Some early VR services used chat programs that allowed users and librarians to send text back and forth and librarians to push pages to the user. However, one of the most exciting developments was the introduction of co-browsing, which allowed a librarian to share the user’s screen and lead the person through a search while the user watched and learned. How cool was that! It was now possible to not just describe how to do a search, but to actually do the search while the patron watched. This created a tremendous buzz in the library community, as people realized the immense potential for teaching and learning. Co-browsing was great … when it worked. Unfortunately, there were a number of instances when it didn’t.
Contrarian Views
One of the best-known figures in the early virtual reference movement was Steve Coffman, a librarian who moved from the Los Angeles Public Library to LSSI, a library services company that offered one of the first VR software and service packages. Coffman was an energetic VR proponent, speaking frequently and traveling extensively nationally and internationally to promote it. After several years, though, the initial glow dimmed somewhat when it started to become evident that VR just wasn’t being embraced by patrons in the numbers that had been predicted. Coffman and Linda Arret, a librarian and consultant, authored an article questioning the “irrational exuberance” with which VR had been embraced.5 They brought up serious questions about the economic viability of the models that had been tried.
Joe Janes, founding director of the groundbreaking Internet Public Library and now an associate professor at the University of Washington Information School, writes in “Introduction to Reference Work in the Digital Age” about reference librarians’ experiences in adapting reference practice to the digital environment. In a recent American Libraries column, Janes notes, “I’ve always thought co-browsing was clumsy and unnecessary–copying and pasting URLs in an IM window works just fine for me.”6
Complexity Creates Conflicts
The reasons for co-browsing’s inconsistent performance can be traced to the exceedingly complex technological environment in which we all operate. Co-browsing was originally developed as a corporate communications solution. If you are communicating within one organization, or similar organizations, all of whom have incentive and have agreed to follow certain protocols, co-browsing can be a fabulous tool. The challenge, of course, is that libraries need to be able to communicate with private individuals with many different types of computers and browsers, through different networks, for different purposes.

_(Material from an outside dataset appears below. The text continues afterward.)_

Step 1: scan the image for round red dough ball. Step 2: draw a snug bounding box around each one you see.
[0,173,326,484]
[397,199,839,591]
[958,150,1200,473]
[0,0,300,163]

The technological challenges involved in making co-browsing work were (and are) quite daunting. What it really comes down to is that there are simply too many variables, and it’s not possible for libraries to control for all of them consistently. All the stars have to align correctly to carry out a successful co-browse session. Unsuccessful sessions are frustrating to both patron and librarian. If your cell phone service dropped your calls a significant percentage of the time, would you look for a new service? You expect to be connected every time you place a call and to retain that connection. The connection rate goal should be more than 99 percent. Anything less is a distraction.
Because Internet Explorer (IE) is the dominant browser, with more than 83 percent of the market, most vendors focus primarily on writing software that will operate in an IE environment (this percentage has been dropping, but IE is still the eight-hundred-pound gorilla).7 So if you’re using the latest version of IE in a Windows environment, the chances are greatly increased that co-browsing will work fairly consistently. However, if you use a Mac computer and the Safari browser, or the Mozilla Firefox browser, which some users strongly prefer, you may have problems. Not to mention Linux users, the Opera browser, and other operating system and browser configurations.
While I agree that improvements can and should be made to the technical aspects of providing a virtual reference service (and I’m really looking forward to those improvements and innovations), it continues to concern me that much of our blame for a perceived low use of these services focuses primarily on the software. How can we definitively state that because an “…abundant evidence that millions of teenagers and young adults are using commercial chat and instant messaging (IM) services regularly, but that isn’t translating to the library realm”? I don’t understand that logic. It’s like saying billions of humans use phones, but it just isn’t translating to the library realm because our phones aren’t ringing off the hooks. What is our benchmark for sufficient usage? And how are you making the service know to your users?
Here at AskColorado we struggle to keep up with demand. We do very little marketing. Use is generated from link placement at participating library websites, library catalogs and databases, and word of mouth. Our primary users (more that 60%) are the same demographic cited as being avid IM users in the article; teenagers.
My main concern is that libraries first need to set benchmarks for sufficient use of any reference service (in-person, phone, e-mail, IM, VR) then assess usage. If you’re not happy with usage you need to look at how you are making your service available. Can users find the VR service on your website? No? Then you need to make it more visible (‘Goal of Convienence’.) Try this experiment: Add Live Help links throughout your library’s website and in your library catalog. Assess usage of the service. If your numbers still do not meet your goals then perhaps you need to assess whether it is the technology preventing usage of your service.
I know it’s not as simple as I’ve explained above. My main point is to caution librarians not to discount a service based on technology alone, without looking at other factors that may impact usage of that service.